L. Philippe is a member of the program committee of Journées des composants, French workshop on Components models and applications.
Y. Robert was responsible of the computer science test which is part of the written examination in the competitive selection of the students of the École normale supérieure de Lyon.
F. Vivien is co-responsible of the theoretical test part of the oral examination in the competitive selection of the students of the three Écoles normales supérieures (Cachan, Lyon, and Paris).
L. Philippe is the head of the Master in Computer Science of Université de Franche-Comté.
J.-M. Nicod is member of the computer sciences section of the National University Committee.
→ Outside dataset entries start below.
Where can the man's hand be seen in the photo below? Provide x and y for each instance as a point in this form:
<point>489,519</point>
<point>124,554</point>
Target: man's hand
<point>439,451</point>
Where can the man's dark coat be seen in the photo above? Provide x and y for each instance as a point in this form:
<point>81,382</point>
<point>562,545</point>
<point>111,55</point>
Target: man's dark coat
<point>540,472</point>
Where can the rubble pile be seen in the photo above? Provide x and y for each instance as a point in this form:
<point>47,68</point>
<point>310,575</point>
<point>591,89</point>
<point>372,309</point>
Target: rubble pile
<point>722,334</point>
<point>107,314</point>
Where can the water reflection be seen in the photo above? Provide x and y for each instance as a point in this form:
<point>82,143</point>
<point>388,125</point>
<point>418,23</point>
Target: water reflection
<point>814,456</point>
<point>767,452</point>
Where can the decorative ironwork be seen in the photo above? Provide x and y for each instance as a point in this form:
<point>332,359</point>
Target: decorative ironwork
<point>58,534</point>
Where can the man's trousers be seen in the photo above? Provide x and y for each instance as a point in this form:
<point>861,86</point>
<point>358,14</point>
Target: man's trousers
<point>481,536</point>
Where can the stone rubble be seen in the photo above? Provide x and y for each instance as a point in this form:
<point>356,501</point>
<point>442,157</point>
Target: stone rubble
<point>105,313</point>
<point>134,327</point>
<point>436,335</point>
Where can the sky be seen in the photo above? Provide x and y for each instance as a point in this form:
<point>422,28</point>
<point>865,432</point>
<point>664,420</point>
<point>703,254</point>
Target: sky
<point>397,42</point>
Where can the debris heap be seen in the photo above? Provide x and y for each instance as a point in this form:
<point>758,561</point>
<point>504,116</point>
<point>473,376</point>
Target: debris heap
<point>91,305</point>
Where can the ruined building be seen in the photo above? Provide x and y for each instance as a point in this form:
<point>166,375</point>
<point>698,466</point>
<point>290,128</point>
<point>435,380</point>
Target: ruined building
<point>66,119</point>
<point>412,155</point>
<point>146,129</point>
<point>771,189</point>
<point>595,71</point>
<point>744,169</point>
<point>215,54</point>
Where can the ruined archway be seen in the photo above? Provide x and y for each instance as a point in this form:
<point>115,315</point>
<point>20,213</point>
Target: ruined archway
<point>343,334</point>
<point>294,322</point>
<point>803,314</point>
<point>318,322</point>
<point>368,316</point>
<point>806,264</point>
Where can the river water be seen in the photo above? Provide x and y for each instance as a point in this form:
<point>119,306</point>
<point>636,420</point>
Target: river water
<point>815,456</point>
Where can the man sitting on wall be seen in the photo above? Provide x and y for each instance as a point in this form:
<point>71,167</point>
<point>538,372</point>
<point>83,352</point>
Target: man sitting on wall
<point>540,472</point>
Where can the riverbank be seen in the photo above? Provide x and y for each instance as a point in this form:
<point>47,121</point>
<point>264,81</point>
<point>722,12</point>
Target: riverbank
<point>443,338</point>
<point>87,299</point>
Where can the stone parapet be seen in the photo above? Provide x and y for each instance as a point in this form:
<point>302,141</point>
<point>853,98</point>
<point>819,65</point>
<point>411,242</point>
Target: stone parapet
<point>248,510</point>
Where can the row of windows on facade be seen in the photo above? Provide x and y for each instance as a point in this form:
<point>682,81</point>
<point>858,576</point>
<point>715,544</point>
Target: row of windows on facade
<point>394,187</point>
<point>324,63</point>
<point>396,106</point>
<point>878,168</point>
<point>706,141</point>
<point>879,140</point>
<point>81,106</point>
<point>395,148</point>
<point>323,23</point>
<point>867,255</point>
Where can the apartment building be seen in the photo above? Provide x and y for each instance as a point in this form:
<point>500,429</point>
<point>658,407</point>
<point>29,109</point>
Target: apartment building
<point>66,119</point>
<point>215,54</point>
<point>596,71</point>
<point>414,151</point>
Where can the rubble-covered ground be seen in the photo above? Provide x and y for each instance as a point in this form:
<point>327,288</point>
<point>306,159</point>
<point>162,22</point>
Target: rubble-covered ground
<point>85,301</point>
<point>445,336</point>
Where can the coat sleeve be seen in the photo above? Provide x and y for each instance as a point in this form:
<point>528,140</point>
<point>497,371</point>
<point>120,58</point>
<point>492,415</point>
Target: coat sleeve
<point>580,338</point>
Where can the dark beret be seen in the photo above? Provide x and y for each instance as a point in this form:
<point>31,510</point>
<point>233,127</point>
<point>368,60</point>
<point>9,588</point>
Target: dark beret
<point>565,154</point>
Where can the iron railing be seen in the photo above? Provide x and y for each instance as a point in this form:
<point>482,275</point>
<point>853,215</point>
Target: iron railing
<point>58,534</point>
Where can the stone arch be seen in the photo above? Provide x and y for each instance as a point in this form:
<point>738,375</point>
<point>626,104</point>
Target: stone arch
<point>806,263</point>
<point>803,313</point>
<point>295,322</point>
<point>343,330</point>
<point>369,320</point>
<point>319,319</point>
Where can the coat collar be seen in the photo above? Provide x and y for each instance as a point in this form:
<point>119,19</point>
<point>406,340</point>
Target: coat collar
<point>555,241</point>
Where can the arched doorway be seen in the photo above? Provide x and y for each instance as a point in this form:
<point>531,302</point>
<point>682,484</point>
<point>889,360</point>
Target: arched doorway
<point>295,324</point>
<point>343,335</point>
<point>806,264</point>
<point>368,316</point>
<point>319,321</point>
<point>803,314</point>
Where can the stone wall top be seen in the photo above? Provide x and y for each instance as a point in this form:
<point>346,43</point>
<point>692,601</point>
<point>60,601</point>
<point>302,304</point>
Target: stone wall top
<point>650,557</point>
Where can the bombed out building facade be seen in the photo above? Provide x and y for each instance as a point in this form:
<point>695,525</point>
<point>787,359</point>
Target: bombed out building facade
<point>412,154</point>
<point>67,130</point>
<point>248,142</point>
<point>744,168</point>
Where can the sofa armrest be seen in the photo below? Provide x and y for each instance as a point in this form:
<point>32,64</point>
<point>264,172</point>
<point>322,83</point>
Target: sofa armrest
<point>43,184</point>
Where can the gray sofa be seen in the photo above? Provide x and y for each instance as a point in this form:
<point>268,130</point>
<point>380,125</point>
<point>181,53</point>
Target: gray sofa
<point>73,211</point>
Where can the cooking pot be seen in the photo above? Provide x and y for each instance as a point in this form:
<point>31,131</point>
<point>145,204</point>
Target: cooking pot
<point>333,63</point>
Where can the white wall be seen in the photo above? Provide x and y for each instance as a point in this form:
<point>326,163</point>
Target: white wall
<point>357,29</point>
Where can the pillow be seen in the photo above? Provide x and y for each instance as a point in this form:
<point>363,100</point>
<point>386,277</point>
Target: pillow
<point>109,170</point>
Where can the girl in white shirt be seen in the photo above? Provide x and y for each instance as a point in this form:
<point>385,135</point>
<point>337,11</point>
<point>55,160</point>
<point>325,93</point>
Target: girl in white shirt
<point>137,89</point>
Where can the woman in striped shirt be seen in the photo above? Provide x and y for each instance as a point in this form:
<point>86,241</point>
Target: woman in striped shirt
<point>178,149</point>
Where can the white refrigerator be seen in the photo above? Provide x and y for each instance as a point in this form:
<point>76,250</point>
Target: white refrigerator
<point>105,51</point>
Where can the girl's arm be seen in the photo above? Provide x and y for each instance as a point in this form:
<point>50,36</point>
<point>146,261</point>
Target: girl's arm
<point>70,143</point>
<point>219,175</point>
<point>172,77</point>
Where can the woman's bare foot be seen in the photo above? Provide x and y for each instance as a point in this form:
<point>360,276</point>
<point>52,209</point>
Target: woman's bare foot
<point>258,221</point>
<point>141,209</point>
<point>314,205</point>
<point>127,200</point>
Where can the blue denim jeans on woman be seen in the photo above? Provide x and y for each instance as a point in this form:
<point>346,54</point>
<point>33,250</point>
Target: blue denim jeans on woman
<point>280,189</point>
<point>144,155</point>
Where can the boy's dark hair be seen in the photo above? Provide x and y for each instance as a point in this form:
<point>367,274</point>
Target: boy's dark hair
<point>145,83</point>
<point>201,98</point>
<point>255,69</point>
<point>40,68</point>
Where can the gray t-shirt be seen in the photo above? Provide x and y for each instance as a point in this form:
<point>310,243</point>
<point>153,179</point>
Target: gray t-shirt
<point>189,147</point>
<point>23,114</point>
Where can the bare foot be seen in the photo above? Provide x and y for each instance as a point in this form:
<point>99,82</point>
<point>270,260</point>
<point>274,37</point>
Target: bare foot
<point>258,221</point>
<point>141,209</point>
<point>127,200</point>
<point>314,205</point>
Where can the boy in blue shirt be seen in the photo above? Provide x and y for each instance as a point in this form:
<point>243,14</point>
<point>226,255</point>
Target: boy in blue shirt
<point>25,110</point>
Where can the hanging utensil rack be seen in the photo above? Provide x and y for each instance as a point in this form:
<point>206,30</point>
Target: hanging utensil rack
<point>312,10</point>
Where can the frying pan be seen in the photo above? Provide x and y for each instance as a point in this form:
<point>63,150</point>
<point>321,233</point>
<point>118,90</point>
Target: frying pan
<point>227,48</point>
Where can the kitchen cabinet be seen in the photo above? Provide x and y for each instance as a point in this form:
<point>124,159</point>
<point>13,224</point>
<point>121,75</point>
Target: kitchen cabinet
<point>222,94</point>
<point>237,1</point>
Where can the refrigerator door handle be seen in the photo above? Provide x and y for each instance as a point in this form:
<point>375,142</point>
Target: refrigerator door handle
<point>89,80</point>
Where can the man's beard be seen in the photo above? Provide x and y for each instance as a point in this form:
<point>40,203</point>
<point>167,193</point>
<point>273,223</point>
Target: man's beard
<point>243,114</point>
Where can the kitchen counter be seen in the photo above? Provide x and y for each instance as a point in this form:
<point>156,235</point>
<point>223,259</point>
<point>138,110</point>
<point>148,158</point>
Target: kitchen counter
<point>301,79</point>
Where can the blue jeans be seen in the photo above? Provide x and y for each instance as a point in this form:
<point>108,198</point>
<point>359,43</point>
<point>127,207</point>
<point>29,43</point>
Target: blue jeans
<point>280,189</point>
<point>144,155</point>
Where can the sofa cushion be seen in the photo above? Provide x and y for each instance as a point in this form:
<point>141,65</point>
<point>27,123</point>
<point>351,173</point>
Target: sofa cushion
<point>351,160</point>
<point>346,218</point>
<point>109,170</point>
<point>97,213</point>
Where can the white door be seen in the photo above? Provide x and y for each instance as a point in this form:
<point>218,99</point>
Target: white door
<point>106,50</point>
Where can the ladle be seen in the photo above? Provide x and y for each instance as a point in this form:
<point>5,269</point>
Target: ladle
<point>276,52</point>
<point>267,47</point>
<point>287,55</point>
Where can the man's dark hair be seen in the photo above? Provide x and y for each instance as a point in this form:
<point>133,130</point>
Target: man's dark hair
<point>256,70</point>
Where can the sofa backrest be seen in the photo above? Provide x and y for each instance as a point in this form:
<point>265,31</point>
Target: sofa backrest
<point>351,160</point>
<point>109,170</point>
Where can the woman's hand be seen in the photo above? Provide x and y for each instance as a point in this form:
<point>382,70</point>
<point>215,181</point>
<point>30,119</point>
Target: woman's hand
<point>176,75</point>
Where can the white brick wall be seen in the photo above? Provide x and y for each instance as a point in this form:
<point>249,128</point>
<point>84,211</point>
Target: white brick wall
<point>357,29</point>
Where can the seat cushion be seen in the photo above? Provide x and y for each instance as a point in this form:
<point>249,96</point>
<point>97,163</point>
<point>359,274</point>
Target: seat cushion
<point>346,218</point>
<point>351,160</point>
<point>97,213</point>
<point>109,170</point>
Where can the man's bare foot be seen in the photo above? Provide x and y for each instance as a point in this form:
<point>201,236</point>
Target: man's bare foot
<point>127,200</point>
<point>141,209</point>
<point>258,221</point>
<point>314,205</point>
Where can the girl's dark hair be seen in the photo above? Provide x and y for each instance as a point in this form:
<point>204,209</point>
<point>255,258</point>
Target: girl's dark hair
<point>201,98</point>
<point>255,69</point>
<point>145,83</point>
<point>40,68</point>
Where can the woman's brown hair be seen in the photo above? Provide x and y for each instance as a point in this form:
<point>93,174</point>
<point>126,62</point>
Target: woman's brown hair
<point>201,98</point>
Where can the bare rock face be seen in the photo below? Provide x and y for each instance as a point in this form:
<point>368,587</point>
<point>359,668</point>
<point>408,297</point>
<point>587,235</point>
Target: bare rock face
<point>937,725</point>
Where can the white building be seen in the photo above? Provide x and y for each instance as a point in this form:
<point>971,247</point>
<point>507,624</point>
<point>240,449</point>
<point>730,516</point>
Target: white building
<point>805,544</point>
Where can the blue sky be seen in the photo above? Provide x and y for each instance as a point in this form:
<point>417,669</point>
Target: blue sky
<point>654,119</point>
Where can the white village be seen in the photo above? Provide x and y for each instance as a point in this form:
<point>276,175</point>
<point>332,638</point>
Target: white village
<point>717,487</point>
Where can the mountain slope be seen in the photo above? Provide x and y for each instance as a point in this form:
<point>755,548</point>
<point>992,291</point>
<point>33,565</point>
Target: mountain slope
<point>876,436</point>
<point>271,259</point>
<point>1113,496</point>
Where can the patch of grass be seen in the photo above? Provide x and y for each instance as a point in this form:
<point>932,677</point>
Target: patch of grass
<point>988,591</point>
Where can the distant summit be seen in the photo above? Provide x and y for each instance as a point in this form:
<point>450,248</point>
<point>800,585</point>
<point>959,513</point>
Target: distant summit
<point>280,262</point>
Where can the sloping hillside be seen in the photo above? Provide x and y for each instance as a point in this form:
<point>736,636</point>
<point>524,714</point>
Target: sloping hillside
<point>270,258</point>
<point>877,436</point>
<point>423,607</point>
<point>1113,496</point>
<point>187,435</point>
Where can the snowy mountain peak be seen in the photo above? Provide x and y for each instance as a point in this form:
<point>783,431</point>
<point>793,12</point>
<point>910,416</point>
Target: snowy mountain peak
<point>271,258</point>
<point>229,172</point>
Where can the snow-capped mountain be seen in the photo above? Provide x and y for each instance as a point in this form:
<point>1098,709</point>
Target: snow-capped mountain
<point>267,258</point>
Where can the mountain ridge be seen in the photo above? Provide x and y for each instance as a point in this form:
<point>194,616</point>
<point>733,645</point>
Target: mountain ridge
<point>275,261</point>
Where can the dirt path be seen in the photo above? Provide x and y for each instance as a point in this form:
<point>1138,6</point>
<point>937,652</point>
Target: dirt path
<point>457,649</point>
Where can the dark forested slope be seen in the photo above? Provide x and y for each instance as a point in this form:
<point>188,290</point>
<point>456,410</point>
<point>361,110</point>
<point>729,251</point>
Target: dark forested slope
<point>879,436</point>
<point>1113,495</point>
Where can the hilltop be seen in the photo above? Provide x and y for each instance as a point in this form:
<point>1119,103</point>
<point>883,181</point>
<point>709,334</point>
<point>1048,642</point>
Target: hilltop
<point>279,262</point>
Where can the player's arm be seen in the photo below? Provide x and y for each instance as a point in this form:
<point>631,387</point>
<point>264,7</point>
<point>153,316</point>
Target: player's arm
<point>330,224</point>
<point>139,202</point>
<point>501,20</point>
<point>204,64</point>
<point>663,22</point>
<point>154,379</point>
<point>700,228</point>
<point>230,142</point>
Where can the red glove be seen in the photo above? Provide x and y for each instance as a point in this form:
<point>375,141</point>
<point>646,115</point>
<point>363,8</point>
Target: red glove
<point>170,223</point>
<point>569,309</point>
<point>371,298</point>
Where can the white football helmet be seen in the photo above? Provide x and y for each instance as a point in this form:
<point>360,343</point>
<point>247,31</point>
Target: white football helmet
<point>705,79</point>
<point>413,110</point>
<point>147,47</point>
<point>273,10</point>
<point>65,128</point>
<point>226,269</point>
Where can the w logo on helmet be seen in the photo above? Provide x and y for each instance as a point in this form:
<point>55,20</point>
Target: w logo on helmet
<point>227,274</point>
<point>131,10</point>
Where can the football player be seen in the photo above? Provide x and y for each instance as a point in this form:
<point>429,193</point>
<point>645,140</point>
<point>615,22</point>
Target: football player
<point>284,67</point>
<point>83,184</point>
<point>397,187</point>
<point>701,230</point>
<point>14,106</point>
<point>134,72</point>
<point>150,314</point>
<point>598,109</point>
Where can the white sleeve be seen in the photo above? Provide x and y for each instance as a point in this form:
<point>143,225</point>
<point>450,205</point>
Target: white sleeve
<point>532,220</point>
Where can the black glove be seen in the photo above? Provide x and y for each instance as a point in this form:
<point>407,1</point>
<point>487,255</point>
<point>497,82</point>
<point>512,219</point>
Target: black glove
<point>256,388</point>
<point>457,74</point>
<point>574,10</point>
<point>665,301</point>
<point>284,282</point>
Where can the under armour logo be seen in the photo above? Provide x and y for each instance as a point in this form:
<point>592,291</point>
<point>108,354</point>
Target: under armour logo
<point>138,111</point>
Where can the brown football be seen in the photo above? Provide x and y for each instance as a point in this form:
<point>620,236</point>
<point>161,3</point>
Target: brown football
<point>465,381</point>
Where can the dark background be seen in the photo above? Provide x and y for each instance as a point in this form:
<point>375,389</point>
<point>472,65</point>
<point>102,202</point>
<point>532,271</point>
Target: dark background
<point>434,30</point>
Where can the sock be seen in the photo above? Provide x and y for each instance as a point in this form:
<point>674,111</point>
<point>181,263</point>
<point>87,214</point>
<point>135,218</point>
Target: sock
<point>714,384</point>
Yves Robert is in charge of the Master d'Informatique Fondamentale at ENS Lyon. All the permanent members of the project participate in this Master and give advanced classes related to parallel computing, clusters, and grids.
Yves Robert is vice-head of the École Doctorale Mathématiques et Informatique Fondamentale.
Bachelor degree (Maîtrise) in computer science, L. Philippe has been responsible of the Client/Server and distributed programming lecture since 2000.
Bachelor degree (Maîtrise) in computer science, J.-M. Nicod has been responsible for the Graphs Algorithms lecture since 2002.
Master degree in computer science, L. Philippe is responsible of the Distributed Systems Engineering and the Engineering for distributed applications lectures.
Master degree in computer science (Maîtrise), J.-M. Nicod is responsible of the Distributed Algorithms and Graphs and Optimizations lectures.